Porter's corps and Slocum's division of Franklin's, eighteen thousand men in all, have taken no part in the battle. Smith is holding an important position. He has made one gallant charge, but his troops are ready to fight. There are twenty thousand men which can take the offensive, and nearly a hundred guns of the artillery.[76]

The right flank of the Rebels is all but turned. Wilcox is close upon the town. Rodman has driven Hill, and is holding his ground. Such is the condition of affairs as the sun goes down.

It is useless for Burnside to struggle without supports. He fights till the coming on of twilight, and then recalls his troops.

The regiments of Fairchild's brigade, far up on the hillside, upon ground won from the enemy by their valor, go back reluctantly.

"The men," says Lieutenant-Colonel Kimball, of the Ninth New York, "retired in good order, at a slow step, and with tears in their eyes, at the necessity which compelled them to leave the field they had so dearly won."[77]

It was a necessity. Without reinforcements he could not hold his ground, and Lee could cut him off if he remained so far from the bridge.

The daylight is dying out. Through the hours from early morning the roar of battle has been unceasing. Four hundred cannon have shaken the earth, and nearly two hundred thousand men have struggled for the mastery. At times the storm has lulled a little, like the wind at night, then rising again to the fierceness of a tornado. In the intervals of the cannonade, low moans come up from the hollows, like the wail of the night-wind on a lonely shore.

On the right, through the morning, the fiery surges ebbed and flowed, and dashed to and fro, now against the ledges in the woods, and now against the ridge by Poffenberger's. They have left crimson stains upon the threshold of the church. The sunken road has drunk the blood of thousands. The cornfields, changing from the green of Summer to the russet of Autumn are sprinkled with magenta dyes. The battle is at this hour indecisive, but the artillery of both armies put on new vigor as the sun goes down, as if each was saying to the other, "We are not beaten."
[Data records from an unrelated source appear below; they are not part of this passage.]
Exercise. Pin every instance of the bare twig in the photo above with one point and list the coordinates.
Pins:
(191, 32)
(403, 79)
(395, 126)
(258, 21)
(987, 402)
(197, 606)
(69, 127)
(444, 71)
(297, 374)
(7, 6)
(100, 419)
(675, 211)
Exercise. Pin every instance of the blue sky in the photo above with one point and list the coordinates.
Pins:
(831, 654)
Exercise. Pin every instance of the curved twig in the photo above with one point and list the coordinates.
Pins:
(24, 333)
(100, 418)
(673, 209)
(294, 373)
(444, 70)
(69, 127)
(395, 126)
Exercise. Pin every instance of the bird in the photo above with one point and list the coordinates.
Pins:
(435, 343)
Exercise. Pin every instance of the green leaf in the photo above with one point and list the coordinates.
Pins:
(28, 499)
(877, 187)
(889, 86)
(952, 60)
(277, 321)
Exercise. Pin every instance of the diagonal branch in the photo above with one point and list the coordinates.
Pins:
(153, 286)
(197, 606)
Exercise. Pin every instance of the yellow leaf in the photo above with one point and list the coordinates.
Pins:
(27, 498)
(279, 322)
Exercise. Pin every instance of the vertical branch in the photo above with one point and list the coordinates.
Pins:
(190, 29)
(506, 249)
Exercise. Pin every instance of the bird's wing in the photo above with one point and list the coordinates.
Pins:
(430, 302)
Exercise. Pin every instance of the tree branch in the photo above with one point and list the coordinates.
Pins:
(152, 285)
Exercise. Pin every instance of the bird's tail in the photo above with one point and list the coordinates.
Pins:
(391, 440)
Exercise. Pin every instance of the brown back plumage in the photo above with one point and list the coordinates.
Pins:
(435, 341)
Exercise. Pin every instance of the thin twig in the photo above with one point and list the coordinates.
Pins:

Once more the firing is renewed. Standing on the high hill east of the Antietam, occupied by Porter, I can see almost up to Poffenberger's. The batteries upon the hill in rear of his house are thundering. I can see the glimmer of the flashes, and the great white cloud rising above the trees, by Miller's. And there in the cornfield, Porter's, Williston's, and Walcott's batteries are pounding the ledges behind the church, and sweeping the hillside. The woods which shade the church where Jackson stands, are smoking like a furnace. Richardson's batteries, in front of Lee, are throwing shells into the cornfield beyond Rulet's.